About three hours out of Manila our modern car developed a hot box. At every station, men ran out with tins of water which they threw on the flaming oily waste that was packed into the medal box holding the wheel bushing. Then, with half the town’s population staring open-mouthed, one man would slosh in more oil, until at the little copra exporting town of Hondugua a master-mind hauled out the bushing, hammered off a melted hunk and returned the offending object to its hot setting. The good effect was apparently very temporary, for little boys astride carabaos and rice planters knee-deep in their watery paddies continued to wave wildly at the wheel as we puffed past.

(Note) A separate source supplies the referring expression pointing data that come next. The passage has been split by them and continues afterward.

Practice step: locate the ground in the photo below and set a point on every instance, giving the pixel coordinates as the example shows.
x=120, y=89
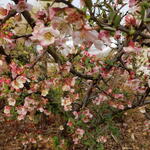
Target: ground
x=134, y=134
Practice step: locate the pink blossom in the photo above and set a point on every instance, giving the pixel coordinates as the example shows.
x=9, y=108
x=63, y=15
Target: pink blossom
x=22, y=6
x=87, y=116
x=44, y=92
x=11, y=101
x=3, y=12
x=21, y=110
x=80, y=132
x=7, y=110
x=45, y=35
x=130, y=20
x=101, y=98
x=69, y=123
x=104, y=36
x=132, y=3
x=120, y=106
x=52, y=11
x=19, y=82
x=102, y=139
x=20, y=117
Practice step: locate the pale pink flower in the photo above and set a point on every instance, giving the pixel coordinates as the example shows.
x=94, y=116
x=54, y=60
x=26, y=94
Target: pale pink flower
x=66, y=87
x=19, y=82
x=101, y=98
x=52, y=11
x=7, y=110
x=102, y=139
x=82, y=3
x=76, y=114
x=41, y=109
x=149, y=82
x=130, y=20
x=87, y=116
x=21, y=110
x=22, y=6
x=11, y=101
x=132, y=3
x=79, y=133
x=20, y=117
x=46, y=35
x=3, y=12
x=67, y=107
x=44, y=92
x=69, y=123
x=120, y=106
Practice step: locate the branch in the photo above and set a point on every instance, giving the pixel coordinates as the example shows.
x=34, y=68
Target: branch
x=7, y=57
x=21, y=36
x=29, y=19
x=12, y=13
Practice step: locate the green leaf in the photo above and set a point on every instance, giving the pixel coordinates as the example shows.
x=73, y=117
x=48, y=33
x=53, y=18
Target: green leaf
x=88, y=4
x=109, y=28
x=117, y=20
x=56, y=140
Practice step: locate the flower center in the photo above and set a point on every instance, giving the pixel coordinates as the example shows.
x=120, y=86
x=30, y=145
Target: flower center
x=48, y=36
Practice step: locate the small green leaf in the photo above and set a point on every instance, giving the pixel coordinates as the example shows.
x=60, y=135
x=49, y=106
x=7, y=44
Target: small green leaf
x=117, y=20
x=88, y=4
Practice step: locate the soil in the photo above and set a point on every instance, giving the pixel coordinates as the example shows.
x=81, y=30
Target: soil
x=134, y=134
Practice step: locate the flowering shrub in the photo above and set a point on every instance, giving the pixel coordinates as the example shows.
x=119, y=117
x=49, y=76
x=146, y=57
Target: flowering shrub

There are two other guests at the hotel besides ourselves. One is a Mr. Harrison, agent for International Harvester; the other is a young German mining engineer from the little island of Rapu-Rapu, a few miles south-east of Legaspi. Mr. Harrison was talking in a tone that obviously included us: the few Americans living in the out-of-the way places all apparently abhor the idea of fellow members of the white race remaining strangers to one another. (He was saying):

“I got there at ten to catch the eleven o’clock launch, and the damn thing had left at eight, just because it looked a little stormy, by God! Well, Colonel Stevens down in Mindanao says the lowest level a man can reach in the Philippines is to miss an Inter-island boat!”

Tomorrow morning Mr. Harrison will again attempt to catch that elusive ferry and has asked us to accompany him as far as Pilar, some fifty kilometers to the south. As he will be away for several days, he has very kindly offered us his car and driver for the duration of our stay.